The randomized double-blind placebo-controlled study with Rhucin was conducted at several sites in the US and Canada. On having an acute hereditary angioedema (HAE) attack, 39 patients were randomized to one of two doses of Rhucin (100U/kg, 50U/kg) or placebo.
For the primary endpoint, the intent-to-treat analysis demonstrates that patients who received the 100U/kg dose of Rhucin reported median first symptom relief at approximately 68 minutes, those that received the 50U/kg dose reported relief at approximately 100 minutes, and those that received placebo reported symptom relief at approximately 258 minutes.
The time to minimal clinical symptoms, the secondary endpoint, was reported by patients in the 100U/kg, 50U/kg, placebo groups as approximately 245, 247, and 1098 minutes, respectively.

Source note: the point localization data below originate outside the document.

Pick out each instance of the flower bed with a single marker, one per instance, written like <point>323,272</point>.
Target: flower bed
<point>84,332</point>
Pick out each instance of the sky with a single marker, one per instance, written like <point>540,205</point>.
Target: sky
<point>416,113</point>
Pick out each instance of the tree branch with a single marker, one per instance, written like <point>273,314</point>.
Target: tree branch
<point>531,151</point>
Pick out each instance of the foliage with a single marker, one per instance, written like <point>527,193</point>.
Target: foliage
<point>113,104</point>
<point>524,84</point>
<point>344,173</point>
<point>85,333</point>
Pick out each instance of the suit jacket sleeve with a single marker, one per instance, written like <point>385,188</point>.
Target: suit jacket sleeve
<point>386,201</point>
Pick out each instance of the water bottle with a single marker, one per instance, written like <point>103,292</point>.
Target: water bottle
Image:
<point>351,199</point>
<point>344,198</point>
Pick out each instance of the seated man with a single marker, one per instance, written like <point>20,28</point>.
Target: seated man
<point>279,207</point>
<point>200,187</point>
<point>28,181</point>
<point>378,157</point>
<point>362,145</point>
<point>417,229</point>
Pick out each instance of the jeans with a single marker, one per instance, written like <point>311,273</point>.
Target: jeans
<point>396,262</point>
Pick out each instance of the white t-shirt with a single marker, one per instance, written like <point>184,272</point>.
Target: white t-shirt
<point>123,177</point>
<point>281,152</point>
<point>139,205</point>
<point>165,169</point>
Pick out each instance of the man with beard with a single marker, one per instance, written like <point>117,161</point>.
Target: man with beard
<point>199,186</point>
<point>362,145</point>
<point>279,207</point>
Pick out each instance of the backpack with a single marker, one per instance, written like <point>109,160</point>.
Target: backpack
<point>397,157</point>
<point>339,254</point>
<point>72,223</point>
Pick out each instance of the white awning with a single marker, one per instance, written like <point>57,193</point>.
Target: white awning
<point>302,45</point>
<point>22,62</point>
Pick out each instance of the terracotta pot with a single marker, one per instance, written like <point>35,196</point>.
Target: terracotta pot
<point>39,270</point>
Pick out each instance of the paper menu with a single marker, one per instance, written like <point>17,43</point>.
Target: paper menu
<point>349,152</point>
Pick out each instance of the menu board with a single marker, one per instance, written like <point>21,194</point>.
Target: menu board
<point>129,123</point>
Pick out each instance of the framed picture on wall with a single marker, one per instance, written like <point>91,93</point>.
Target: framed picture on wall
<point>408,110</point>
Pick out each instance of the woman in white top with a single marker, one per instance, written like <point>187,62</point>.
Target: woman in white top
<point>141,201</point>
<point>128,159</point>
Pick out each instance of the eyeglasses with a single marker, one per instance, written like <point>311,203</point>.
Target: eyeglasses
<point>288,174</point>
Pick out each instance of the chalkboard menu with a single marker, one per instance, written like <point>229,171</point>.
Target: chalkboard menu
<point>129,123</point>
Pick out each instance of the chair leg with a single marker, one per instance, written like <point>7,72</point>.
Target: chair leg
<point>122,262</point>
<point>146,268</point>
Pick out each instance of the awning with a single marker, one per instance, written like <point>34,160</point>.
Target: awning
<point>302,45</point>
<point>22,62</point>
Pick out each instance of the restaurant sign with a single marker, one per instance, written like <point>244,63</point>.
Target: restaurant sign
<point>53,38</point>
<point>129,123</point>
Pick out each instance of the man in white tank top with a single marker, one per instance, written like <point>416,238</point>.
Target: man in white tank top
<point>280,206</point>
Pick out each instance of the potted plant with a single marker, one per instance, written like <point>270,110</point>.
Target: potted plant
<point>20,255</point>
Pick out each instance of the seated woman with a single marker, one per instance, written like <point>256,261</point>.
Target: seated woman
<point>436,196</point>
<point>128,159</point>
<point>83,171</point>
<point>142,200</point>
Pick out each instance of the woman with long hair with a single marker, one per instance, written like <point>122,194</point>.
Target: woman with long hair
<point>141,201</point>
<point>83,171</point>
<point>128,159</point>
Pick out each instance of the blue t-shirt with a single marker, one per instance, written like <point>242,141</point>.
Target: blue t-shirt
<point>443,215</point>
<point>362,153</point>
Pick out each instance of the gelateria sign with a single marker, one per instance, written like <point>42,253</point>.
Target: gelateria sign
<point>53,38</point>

The primary and secondary endpoint results with both doses of Rhucin were clinically meaningful and statistically significant relative to placebo with p-values < 0.01. There was no statistically significant difference observed between patients treated with 100U/kg or 50U/kg dose of Rhucin. Based on these results, Pharming intends to file regulatory submissions for Rhucin in several early launch markets in the second half of 2008 and will meet with European Medicenes Agency and FDA to accelerate regulatory filings in Europe and the US.